AI in the lab
How scientists are leveraging artificial intelligence to unlock new solutions for growers everywhere
If there is one thing recent history has shown us, it’s how quickly technology can change the way we live. Just think of the breakthrough of the Internet or the generational changes made by the introduction of the first smartphone. Now we are going through another seismic technological shift driven by the innovative breakthroughs of artificial intelligence (AI).
Until recently, few of us may have heard of ChatGPT or Generative Artificial Intelligence (GenAI), but today, AI is part of our everyday lives, effortlessly generating things like text, presentations, social media posts and images.
And the world of research chemistry is no different. AI has been so influential that the 2024 Nobel Prize in Chemistry was awarded to the inventors of an AI model called AlphaFold that can predict the structures of proteins from genetic code. This is a breakthrough that can help accelerate drug discovery and our understanding of how diseases function.
In an era of complex and ever-evolving agricultural challenges, AI is helping chemists to create the next generation of sustainable products that can help protect crops from pests and diseases, in more efficient and effective ways.
In the lab, the process for designing and optimizing new crop protection products usually works on an iterative cycle – Design, Synthesis, Testing and Analysis, or DSTA for short.
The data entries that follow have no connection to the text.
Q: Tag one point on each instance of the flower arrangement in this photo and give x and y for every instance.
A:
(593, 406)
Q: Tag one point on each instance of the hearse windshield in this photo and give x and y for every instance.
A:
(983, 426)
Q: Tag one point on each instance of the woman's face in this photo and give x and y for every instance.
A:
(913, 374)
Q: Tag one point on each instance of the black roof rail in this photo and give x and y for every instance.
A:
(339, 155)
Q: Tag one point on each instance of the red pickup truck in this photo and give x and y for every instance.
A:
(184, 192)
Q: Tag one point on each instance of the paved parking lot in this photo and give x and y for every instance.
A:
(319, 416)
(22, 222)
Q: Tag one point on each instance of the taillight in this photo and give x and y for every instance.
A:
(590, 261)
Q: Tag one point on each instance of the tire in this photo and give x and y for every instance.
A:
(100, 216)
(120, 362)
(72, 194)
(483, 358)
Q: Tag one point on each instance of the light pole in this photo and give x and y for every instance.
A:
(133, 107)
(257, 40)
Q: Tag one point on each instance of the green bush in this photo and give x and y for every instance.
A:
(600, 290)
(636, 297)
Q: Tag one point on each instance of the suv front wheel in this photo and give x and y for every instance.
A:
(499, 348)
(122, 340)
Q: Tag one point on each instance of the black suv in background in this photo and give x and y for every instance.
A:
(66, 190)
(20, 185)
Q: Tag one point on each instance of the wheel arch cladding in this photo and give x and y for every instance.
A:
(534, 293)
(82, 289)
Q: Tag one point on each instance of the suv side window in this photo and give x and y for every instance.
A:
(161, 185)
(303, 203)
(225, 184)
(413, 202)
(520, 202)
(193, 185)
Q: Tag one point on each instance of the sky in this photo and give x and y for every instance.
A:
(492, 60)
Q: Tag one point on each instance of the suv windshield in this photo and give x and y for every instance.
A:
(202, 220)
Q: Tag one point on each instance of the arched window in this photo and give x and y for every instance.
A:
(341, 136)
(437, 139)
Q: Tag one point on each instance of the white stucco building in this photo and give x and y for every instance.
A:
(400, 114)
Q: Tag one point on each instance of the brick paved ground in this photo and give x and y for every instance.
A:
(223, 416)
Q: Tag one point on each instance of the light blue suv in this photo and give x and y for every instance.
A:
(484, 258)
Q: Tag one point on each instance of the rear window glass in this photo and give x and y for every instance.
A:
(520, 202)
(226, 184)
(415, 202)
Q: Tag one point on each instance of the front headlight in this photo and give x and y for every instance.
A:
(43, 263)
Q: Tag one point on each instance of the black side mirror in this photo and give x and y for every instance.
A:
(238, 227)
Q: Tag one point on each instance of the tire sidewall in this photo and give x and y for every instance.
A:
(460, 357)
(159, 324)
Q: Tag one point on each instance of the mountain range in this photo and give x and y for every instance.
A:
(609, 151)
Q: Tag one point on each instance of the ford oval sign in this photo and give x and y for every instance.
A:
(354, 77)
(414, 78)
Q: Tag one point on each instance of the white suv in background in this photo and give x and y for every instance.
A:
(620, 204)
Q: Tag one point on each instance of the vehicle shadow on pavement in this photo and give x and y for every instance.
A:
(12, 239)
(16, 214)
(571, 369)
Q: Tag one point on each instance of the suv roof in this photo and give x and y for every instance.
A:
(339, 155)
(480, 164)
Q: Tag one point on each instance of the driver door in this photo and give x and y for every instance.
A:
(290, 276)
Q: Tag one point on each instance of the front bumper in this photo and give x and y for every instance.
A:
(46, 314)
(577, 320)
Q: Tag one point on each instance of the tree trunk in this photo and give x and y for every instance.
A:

Ed Emmett, Syngenta’s Head of Weed Control Chemistry, explains that: “AI touches every part of the DSTA cycle and at every stage we’re already using AI.”
To make sense of the impact that AI is having in this area of chemistry, let’s look at each stage of the process in more detail.
Design and discovery
Design is exactly what it sounds like – it’s the creation of a molecular blueprint. However, Chris Baker, Syngenta Head of Computational Chemistry Jealott's Hill, is quick to point out the sheer scale of the challenge involved in discovering a new molecule. He says: “The chemical space is enormous – there are more molecules we could make than there are stars in the universe, so where do we even start looking?”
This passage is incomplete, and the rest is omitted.